Competing with services like Databricks Delta Lake and Snowflake’s external Iceberg tables, S3 Tables are designed to perform continuous table maintenance, automatically optimizing query efficiency and storage costs. Additionally, they integrate with AWS Glue Data Catalog, enabling data engineers to leverage analytics services such as Amazon Kinesis Data Firehose, Athena, Redshift, EMR, and QuickSight.
In a separate article, the cloud provider details how Amazon S3 Tables use compaction to improve query performance. Aliaa Abbas, Anupriti Warade, and Jacob Tardieu explain:
Customers often choose Apache Parquet for improved storage and query performance. Additionally, customers use Apache Iceberg to organize Parquet datasets to take advantage of its database-like features such as schema evolution, time travel, and ACID transactions.
To illustrate the benefits of automatic compaction, the team compares the query performance of an uncompacted Iceberg table in a general-purpose bucket with that of a newer, optimized table. They write:
Our results revealed significant performance improvements when using datasets compacted by S3 Tables. With compaction enabled on the table bucket, we observed query acceleration up to 3.2x, (...) overall, we saw a 2.26x improvement in the total execution time for all eight queries.
"Is S3 becoming a data lakehouse?" was a common sentiment in the community when the new storage option was announced, with many developers expressing excitement. Andrew Warfield, VP and distinguished engineer at Amazon, summarizes the three main benefits:
First, tables are an important primitive for analytics on S3, and second they are quickly changing how we integrate other services with data in S3. The third one is a little more subtle and speculative but in some ways it's the one that I think is the most interesting. It's the idea that S3 Tables, if we get them right, may turn into a much more general primitive outside of analytics engines like Spark.
John Kutay, director of product & engineering at Striim, offers a different perspective, writing:
As a data platform vendor, I demand AWS stop building high-level S3 table APIs/catalogs, and instead build low-level convenience features for me to sell a managed data lake service.

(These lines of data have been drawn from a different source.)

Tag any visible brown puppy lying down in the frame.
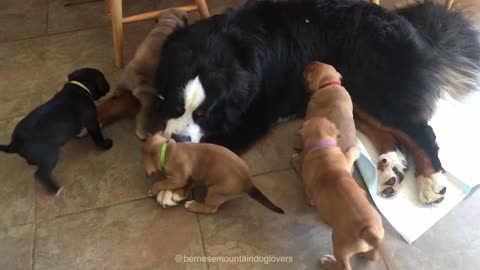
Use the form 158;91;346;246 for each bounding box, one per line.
143;132;284;214
303;62;357;152
290;117;388;270
102;9;187;140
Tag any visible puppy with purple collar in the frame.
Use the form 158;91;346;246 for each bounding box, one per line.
296;117;390;270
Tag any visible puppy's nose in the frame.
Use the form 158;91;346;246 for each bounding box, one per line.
172;133;192;142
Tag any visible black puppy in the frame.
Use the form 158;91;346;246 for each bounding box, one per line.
0;68;113;193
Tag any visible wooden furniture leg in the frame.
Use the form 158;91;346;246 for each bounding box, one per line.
109;0;123;67
104;0;111;15
195;0;210;19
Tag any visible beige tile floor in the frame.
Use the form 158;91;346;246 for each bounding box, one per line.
0;0;480;270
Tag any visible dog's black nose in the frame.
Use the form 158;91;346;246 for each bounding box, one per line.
172;133;192;142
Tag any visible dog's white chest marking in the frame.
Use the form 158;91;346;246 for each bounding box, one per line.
165;76;205;142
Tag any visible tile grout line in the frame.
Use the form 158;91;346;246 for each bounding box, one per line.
195;213;210;270
49;196;150;223
30;173;38;270
0;25;111;45
45;0;50;36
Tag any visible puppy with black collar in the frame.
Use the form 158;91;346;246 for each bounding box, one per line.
0;68;113;194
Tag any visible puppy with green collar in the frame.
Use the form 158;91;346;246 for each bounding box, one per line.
142;132;284;214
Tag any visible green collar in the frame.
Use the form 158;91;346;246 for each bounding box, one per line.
160;143;168;169
69;81;92;95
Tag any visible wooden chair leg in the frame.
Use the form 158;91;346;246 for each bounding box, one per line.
104;0;110;15
109;0;123;67
195;0;210;19
445;0;454;9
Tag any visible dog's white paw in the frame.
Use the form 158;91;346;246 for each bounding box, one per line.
417;173;447;205
320;255;337;269
157;190;178;208
184;200;193;209
135;129;152;141
377;149;408;198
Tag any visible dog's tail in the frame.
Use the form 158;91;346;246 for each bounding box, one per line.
360;226;394;270
397;0;480;100
0;143;17;153
247;186;285;214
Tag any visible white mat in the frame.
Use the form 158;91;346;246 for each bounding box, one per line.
357;94;480;244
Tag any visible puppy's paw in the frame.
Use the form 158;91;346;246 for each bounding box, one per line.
100;139;113;150
157;190;185;208
320;255;337;270
377;149;408;198
184;200;194;209
417;173;447;205
135;129;152;141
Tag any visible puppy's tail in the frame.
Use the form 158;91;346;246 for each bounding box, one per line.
360;226;395;270
0;143;17;153
247;186;285;214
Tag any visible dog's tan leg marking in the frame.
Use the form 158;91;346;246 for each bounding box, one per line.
345;147;360;171
365;248;380;261
150;178;187;195
290;153;302;178
185;201;218;214
135;92;155;140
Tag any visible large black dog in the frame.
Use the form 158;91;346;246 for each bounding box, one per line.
0;68;112;193
156;0;480;206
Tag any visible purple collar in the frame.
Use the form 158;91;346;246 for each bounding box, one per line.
303;141;337;155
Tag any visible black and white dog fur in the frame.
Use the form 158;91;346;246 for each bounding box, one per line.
156;0;480;205
0;68;113;194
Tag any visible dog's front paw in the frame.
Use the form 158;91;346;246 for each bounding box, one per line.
320;255;337;270
157;190;185;208
417;173;447;205
135;129;152;141
100;139;113;150
377;149;408;198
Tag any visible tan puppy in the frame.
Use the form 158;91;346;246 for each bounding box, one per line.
294;117;384;270
143;132;284;214
303;62;357;152
113;9;187;140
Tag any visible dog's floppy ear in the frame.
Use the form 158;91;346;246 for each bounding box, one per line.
67;69;81;81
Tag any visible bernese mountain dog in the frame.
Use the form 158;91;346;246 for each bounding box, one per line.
155;0;480;204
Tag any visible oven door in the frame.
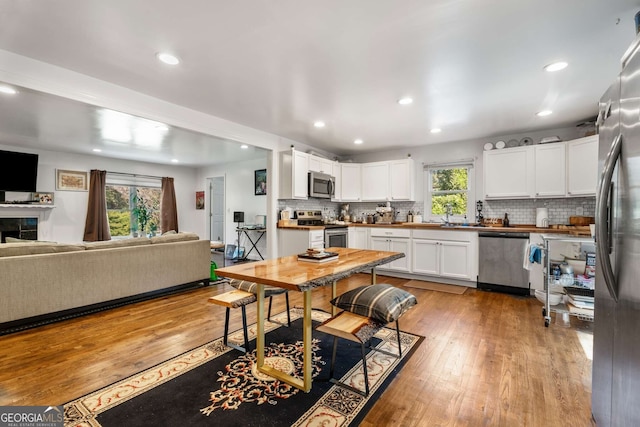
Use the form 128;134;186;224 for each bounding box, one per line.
324;228;349;248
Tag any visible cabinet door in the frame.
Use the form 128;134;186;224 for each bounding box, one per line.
292;151;309;199
412;239;440;276
340;163;361;202
567;135;598;196
439;242;472;280
349;227;369;249
390;159;415;200
534;142;567;197
483;146;535;199
388;239;411;273
361;162;389;202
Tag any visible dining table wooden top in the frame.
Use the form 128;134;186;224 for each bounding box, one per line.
216;248;405;291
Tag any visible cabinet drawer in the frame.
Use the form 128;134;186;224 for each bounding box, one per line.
371;227;411;238
413;230;474;242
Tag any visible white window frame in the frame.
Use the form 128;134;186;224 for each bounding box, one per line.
423;160;476;223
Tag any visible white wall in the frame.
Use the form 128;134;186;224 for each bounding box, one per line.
341;127;584;205
195;155;274;258
0;145;200;243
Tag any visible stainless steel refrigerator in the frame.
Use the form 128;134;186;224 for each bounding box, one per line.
591;38;640;427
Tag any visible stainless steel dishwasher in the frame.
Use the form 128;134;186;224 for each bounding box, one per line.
477;232;530;296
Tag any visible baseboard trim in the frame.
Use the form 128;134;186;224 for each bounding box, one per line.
0;278;209;336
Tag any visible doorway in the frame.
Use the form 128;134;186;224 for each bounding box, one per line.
209;176;225;242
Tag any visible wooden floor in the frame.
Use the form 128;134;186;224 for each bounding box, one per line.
0;274;594;427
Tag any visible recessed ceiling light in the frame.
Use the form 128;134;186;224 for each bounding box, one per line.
544;61;569;73
0;85;18;95
156;52;180;65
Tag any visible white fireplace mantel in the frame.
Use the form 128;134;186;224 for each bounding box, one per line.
0;203;55;240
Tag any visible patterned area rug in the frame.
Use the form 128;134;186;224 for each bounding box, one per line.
64;308;424;427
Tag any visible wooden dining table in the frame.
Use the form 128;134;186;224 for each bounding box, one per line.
216;248;405;392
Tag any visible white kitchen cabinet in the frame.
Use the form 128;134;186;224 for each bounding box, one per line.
390;158;415;200
309;154;336;175
534;142;567;197
483;146;535;199
278;228;324;257
412;230;478;281
340;163;362;202
331;162;342;202
348;226;370;249
567;135;598;197
278;149;309;199
361;162;390;202
370;227;411;273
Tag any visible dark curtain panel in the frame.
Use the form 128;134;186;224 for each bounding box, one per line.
160;177;178;233
82;169;111;242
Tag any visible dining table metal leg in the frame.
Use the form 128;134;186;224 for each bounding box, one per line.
256;283;313;393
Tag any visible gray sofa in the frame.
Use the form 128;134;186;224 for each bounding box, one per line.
0;233;211;332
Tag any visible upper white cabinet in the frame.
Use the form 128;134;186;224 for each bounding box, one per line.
483;146;535;199
362;158;415;202
340;163;362;202
389;158;415;200
362;162;389;202
483;135;598;199
534;142;567;197
308;154;336;175
279;149;309;199
567;135;598;196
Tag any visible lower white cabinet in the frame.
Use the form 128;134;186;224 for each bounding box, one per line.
369;228;411;273
348;226;369;249
411;230;478;281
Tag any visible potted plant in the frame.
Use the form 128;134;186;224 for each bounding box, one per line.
132;194;151;236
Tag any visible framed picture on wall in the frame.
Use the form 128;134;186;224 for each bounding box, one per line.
254;169;267;196
56;169;89;191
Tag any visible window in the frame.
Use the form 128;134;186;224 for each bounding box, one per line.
106;173;162;237
424;162;475;222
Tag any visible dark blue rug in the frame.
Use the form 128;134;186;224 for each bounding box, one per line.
64;308;424;427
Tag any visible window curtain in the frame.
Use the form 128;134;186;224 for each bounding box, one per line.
160;177;178;233
82;169;111;242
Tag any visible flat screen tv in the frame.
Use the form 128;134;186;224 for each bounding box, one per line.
0;150;38;201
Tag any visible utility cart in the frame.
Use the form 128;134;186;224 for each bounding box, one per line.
541;234;594;327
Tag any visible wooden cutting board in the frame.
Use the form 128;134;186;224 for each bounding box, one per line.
569;216;596;225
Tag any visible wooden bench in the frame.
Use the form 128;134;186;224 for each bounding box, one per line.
209;289;256;353
316;311;392;396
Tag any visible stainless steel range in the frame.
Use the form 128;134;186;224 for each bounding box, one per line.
296;210;349;248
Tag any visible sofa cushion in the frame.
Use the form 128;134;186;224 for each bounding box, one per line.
0;243;84;257
151;233;200;243
5;237;56;244
331;283;418;323
84;237;151;250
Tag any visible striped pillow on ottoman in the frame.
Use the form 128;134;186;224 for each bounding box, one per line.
331;283;418;324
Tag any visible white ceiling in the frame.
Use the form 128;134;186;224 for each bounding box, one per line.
0;0;640;166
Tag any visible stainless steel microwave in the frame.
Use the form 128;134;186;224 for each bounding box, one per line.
309;172;336;199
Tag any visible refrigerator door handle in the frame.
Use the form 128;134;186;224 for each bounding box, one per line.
596;134;622;302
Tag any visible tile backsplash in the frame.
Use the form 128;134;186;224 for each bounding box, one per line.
278;197;596;225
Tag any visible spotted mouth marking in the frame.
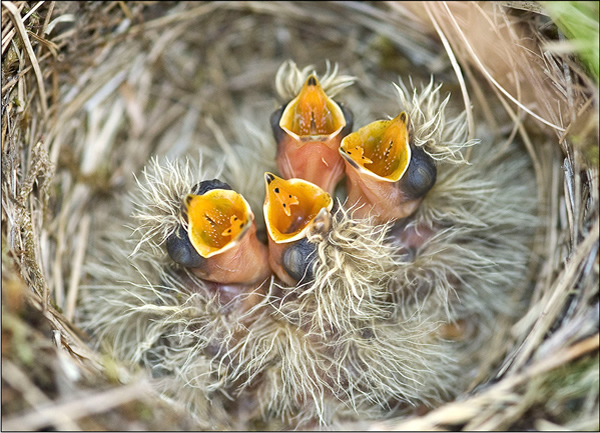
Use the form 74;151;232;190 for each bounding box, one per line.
279;75;346;139
264;173;333;243
185;189;254;258
340;112;411;182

Javi Santana, co-founder at Tinybird.co, questions the pricing:
Storage and operation costs are almost the same as regular S3. But, the main point (...) is the cost of compaction "$0.05 per GB processed". Seems like not much but I'm checking some of our customers they process around 1PB (...) That means it's a no-go for real-time workloads when you also want to have fast reads.
While some developers highlight missing functionalities. Francesco Mucio, owner and BI/data architect at Untitled Data Company, concludes:
To be fair, this is not the first time that AWS released a half-baked feature/tool... and some of them stayed like that. But it's also true that, despite the marketing announcements, not all tools are for everybody.
Further extending S3 capabilities, AWS announced at re:Invent the preview of S3 Metadata, a new feature that automatically updates object metadata on S3. Read more on InfoQ.
S3 Tables Bucket is currently available in only three U.S. regions. While S3 Tables are generally available, the integration with AWS Glue Data Catalog is still in preview.